[<prev] [next>] [<thread-prev] [thread-next>] [day] [month] [year] [list]
Message-ID: <20180215142239.GF16623@arm.com>
Date: Thu, 15 Feb 2018 14:22:39 +0000
From: Will Deacon <will.deacon@....com>
To: Mathieu Desnoyers <mathieu.desnoyers@...icios.com>
Cc: Mark Rutland <mark.rutland@....com>,
linux-kernel <linux-kernel@...r.kernel.org>,
linux-arm-kernel <linux-arm-kernel@...ts.infradead.org>,
Ingo Molnar <mingo@...nel.org>,
Peter Zijlstra <peterz@...radead.org>
Subject: Re: arm64/v4.16-rc1: KASAN: use-after-free Read in finish_task_switch
On Wed, Feb 14, 2018 at 06:53:44PM +0000, Mathieu Desnoyers wrote:
> ----- On Feb 14, 2018, at 11:51 AM, Mark Rutland mark.rutland@....com wrote:
> > On Wed, Feb 14, 2018 at 03:07:41PM +0000, Will Deacon wrote:
> >> If the exit()ing task had recently migrated from another CPU, then that
> >> CPU could concurrently run context_switch() and take this path:
> >>
> >> if (!prev->mm) {
> >> prev->active_mm = NULL;
> >> rq->prev_mm = oldmm;
> >> }
> >
> > IIUC, on the prior context_switch, next->mm == NULL, so we set
> > next->active_mm to prev->mm.
> >
> > Then, in this context_switch we set oldmm = prev->active_mm (where prev
> > is next from the prior context switch).
> >
> > ... right?
> >
> >> which then means finish_task_switch will call mmdrop():
> >>
> >> struct mm_struct *mm = rq->prev_mm;
> >> [...]
> >> if (mm) {
> >> membarrier_mm_sync_core_before_usermode(mm);
> >> mmdrop(mm);
> >> }
> >
> > ... then here we use what was prev->active_mm in the most recent context
> > switch.
> >
> > So AFAICT, we're never concurrently accessing a task_struct::mm field
> > here, only prev::{mm,active_mm} while prev is current...
> >
> > [...]
> >
> >> diff --git a/kernel/exit.c b/kernel/exit.c
> >> index 995453d9fb55..f91e8d56b03f 100644
> >> --- a/kernel/exit.c
> >> +++ b/kernel/exit.c
> >> @@ -534,8 +534,9 @@ static void exit_mm(void)
> >> }
> >> mmgrab(mm);
> >> BUG_ON(mm != current->active_mm);
> >> - /* more a memory barrier than a real lock */
> >> task_lock(current);
> >> + /* Ensure we've grabbed the mm before setting current->mm to NULL */
> >> + smp_mb__after_spin_lock();
> >> current->mm = NULL;
> >
> > ... and thus I don't follow why we would need to order these with
> > anything more than a compiler barrier (if we're preemptible here).
> >
> > What have I completely misunderstood? ;)
>
> The compiler barrier would not change anything, because task_lock()

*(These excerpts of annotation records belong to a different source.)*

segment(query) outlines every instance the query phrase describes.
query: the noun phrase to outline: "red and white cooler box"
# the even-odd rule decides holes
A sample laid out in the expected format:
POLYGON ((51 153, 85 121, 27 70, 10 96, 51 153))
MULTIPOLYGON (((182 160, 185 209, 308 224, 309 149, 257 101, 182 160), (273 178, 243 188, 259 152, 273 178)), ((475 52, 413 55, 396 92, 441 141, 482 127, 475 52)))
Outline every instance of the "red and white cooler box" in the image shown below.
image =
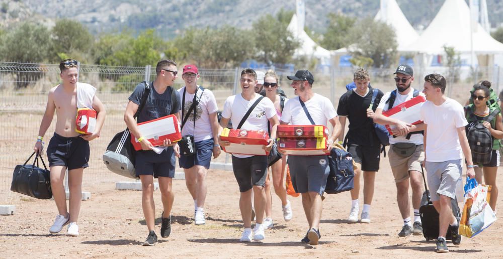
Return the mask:
POLYGON ((96 129, 96 111, 89 108, 77 109, 75 131, 80 134, 92 134, 96 129))
POLYGON ((323 125, 279 125, 278 138, 326 138, 328 129, 323 125))
POLYGON ((326 149, 326 138, 309 139, 280 139, 278 149, 286 152, 292 156, 319 156, 328 155, 326 149))
POLYGON ((224 128, 220 134, 220 140, 230 142, 230 145, 222 147, 223 151, 228 153, 240 155, 267 156, 262 149, 268 144, 269 135, 264 131, 247 131, 224 128))
MULTIPOLYGON (((419 95, 383 112, 382 114, 406 123, 419 124, 423 122, 421 115, 421 106, 425 101, 426 99, 425 97, 419 95)), ((396 127, 391 125, 386 125, 385 126, 391 135, 393 135, 391 131, 396 127)))
MULTIPOLYGON (((178 119, 174 114, 139 123, 138 127, 143 137, 154 147, 162 145, 164 140, 170 140, 173 143, 182 139, 178 119)), ((141 145, 132 135, 131 142, 135 150, 141 150, 141 145)))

> already implies a compiler barrier (provided by the arch spin lock
> inline asm memory clobber). So compiler-wise, it cannot move the
> mmgrab(mm) after the store "current->mm = NULL".
>
> However, given the scenario involves multiples CPUs (one doing exit_mm(),
> the other doing context switch), the actual order of perceived load/store
> can be shuffled. And AFAIU nothing prevents the CPU from ordering the
> atomic_inc() done by mmgrab(mm) _after_ the store to current->mm.
Mark and I have spent most of the morning looking at this and realised I
made a mistake in my original guesswork: prev can't migrate until half way
down finish_task_switch when on_cpu = 0, so the access of prev->mm in
context_switch can't race with exit_mm() for that task.
Furthermore, although the mmgrab() could in theory be reordered with
current->mm = NULL (and the ARMv8 architecture allows this too), it's
pretty unlikely with LL/SC atomics and the backwards branch, where the
CPU would have to pull off quite a few tricks for this to happen.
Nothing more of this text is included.